In later tales, such as the iconic ‘The Call of Cthulhu’ and ‘The Whisperer in Darkness’, Lovecraft reaches into the cosmos, bridging the divide between horror and science fiction. The extra-terrestrial ‘gods’ and cursed histories that would emerge from these stories now form the cornerstones of Lovecraft’s unique mythology: the Cthulhu Mythos. This fictional universe, built in large part by his friend and most ardent supporter, August Derleth, has in the years since been reimagined in myriad forms, and continues to act as a haunted playground for countless illustrators, fans and authors.

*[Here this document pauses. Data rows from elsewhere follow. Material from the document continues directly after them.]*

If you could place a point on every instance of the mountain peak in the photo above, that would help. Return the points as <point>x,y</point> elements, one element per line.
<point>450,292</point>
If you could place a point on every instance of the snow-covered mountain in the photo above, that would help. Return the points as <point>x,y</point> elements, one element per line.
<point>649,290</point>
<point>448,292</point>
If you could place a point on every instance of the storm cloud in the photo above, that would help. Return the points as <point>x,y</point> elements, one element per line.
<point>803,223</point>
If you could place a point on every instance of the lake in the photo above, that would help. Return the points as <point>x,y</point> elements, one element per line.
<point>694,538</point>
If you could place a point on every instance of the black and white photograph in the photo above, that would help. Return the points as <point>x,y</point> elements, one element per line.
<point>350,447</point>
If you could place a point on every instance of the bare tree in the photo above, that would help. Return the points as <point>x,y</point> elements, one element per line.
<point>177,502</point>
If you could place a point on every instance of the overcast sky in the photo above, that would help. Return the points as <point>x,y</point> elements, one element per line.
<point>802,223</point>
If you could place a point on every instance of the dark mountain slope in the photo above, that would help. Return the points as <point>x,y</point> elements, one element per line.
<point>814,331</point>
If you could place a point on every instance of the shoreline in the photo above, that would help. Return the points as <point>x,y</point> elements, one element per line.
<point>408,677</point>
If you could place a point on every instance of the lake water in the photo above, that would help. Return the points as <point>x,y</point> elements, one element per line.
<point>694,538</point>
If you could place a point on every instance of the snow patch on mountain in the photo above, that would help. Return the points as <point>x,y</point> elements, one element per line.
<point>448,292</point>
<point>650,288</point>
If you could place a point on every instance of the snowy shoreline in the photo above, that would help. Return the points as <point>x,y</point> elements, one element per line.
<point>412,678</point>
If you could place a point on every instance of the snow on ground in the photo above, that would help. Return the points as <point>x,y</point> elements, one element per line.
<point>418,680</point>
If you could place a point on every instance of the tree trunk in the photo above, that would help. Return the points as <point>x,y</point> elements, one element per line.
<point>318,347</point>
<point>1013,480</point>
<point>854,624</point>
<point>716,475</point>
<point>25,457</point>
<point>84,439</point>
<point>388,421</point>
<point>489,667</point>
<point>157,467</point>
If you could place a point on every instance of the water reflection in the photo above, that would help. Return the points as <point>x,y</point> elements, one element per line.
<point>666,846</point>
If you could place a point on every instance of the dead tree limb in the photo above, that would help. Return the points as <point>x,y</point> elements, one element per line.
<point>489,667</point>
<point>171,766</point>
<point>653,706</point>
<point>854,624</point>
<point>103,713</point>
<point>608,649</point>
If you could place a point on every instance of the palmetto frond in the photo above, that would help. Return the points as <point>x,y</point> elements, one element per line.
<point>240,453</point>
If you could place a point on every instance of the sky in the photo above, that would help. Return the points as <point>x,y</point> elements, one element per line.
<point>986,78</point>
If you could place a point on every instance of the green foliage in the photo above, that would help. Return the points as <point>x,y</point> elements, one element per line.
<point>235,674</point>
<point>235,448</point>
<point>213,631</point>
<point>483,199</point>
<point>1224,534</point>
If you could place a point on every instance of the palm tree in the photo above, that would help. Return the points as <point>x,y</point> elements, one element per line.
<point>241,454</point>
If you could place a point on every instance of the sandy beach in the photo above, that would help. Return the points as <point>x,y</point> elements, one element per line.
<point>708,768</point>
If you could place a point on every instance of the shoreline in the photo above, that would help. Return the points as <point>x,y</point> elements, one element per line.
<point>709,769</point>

This edition, based on its sister limited edition, marries Lovecraft’s best-known fiction with two modern masters of the macabre, the acclaimed artist Dan Hillier and author Alan Moore. In his beautifully crafted new preface, Moore finds Lovecraft at once at odds with and integral to the time in which he lived: ‘the improbable embodiment of an estranged world in transition’. Yet, despite his prejudices and parochialisms, he ‘possessed a voice and a perspective both unique in modern literature’.

Hillier’s six mesmerising, portal-like illustrations embrace the alien realities that lurk among the gambrel roofs of Lovecraft’s landscapes. By splicing Victorian portraits and lithographs with cosmic and Lovecraftian symbolism, each piece – like the stories themselves – pulls apart the familiar to reveal what lies beneath.

The edition itself shimmers with Lovecraft’s ‘unknown colours’, bound in purple and greens akin to both the ocean depths and mysteries from outer space. The cover is embossed with a mystical design by Hillier, while a monstrous eye stares blankly from the slipcase.

Dagon
The Statement of Randolph Carter
Facts Concerning the Late Arthur Jermyn
and His Family
Celephaïs
Nyarlathotep
The Picture in the House
The Outsider
Herbert West—Reanimator
The Hound
The Rats in the Walls
The Festival
He
Cool Air
The Call of Cthulhu
The Colour Out of Space
The Whisperer in Darkness
The Shadow Over Innsmouth
The Haunter of the Dark

H. P. Lovecraft was born in 1890 in Providence, Rhode Island. He left school without attaining a diploma but showed an early enthusiasm for the written word. He first appeared in print in 1906 in The Providence Sunday Journal when he wrote a letter to the editor on astronomy – one of his great passions. In 1923 several of his short stories were accepted by Weird Tales, the same magazine that would first publish ‘The Call of Cthulhu’ in 1928. Lovecraft went on to write further other-worldly and existential horror stories which would form part of the ‘Cthulhu Mythos’ and secure him a prominent place among 20th-century horror writers. He died in 1937.